Wide partition conjecture

Importance: Medium ✭✭
Subject: Combinatorics
Keywords:
Recomm. for undergrads: no
Posted by: tchow
on: September 24th, 2008

\begin{conjecture} An integer partition is wide if and only if it is Latin. \end{conjecture}

An integer partition $\lambda$ is \emph{wide} if $\mu \ge \mu'$ for every subpartition $\mu$ of $\lambda$. (Here $\mu'$ denotes the conjugate of $\mu$, $\ge$ denotes dominance or majorization order, and a subpartition of $\lambda$ is a submultiset of the parts of $\lambda$.) An integer partition $\lambda$ is \emph{Latin} if there exists a tableau $T$ of shape $\lambda$ such that for every $i$, the $i$th row of $T$ contains a permutation of $\{1,2,\ldots,\lambda_i\}$, and such that every column of $T$ contains distinct integers.

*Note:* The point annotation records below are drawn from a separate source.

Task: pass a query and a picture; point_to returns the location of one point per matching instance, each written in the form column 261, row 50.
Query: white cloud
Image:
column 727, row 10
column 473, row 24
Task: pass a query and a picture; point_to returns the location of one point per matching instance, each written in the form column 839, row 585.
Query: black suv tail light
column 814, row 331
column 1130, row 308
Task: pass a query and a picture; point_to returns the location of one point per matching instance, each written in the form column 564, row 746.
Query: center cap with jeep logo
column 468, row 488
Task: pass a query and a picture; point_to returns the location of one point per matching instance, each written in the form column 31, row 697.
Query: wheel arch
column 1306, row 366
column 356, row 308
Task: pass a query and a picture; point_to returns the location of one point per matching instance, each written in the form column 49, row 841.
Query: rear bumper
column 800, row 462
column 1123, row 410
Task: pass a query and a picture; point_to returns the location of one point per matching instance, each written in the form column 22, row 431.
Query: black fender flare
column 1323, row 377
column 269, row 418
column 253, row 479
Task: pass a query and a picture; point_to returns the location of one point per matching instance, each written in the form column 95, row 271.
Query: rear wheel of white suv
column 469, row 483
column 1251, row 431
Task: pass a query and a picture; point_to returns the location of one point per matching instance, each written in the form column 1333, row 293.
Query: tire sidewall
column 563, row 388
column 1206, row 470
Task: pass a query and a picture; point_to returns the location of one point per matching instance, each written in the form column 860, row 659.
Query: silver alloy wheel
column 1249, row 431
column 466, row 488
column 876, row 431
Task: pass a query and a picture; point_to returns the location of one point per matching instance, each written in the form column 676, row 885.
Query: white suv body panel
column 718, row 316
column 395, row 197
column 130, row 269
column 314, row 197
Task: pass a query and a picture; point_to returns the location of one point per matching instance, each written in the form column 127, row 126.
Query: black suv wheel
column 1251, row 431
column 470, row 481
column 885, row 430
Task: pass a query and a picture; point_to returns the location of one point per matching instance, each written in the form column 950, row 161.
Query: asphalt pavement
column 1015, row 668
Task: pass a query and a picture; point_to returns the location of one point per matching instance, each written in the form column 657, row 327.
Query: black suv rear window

It is easy to show that if $\lambda$ is Latin then $\lambda$ is wide, but the converse remains open.

Bibliography

*[CFGV] Timothy Y. Chow, C. Kenneth Fan, Michel X. Goemans, Jan Vondrak, \href[Wide partitions, Latin tableaux, and Rota's basis conjecture]{http://alum.mit.edu/www/tchow/wide.pdf}, Advances Appl. Math. 21 (2003), 334-358.


* indicates original appearance(s) of problem.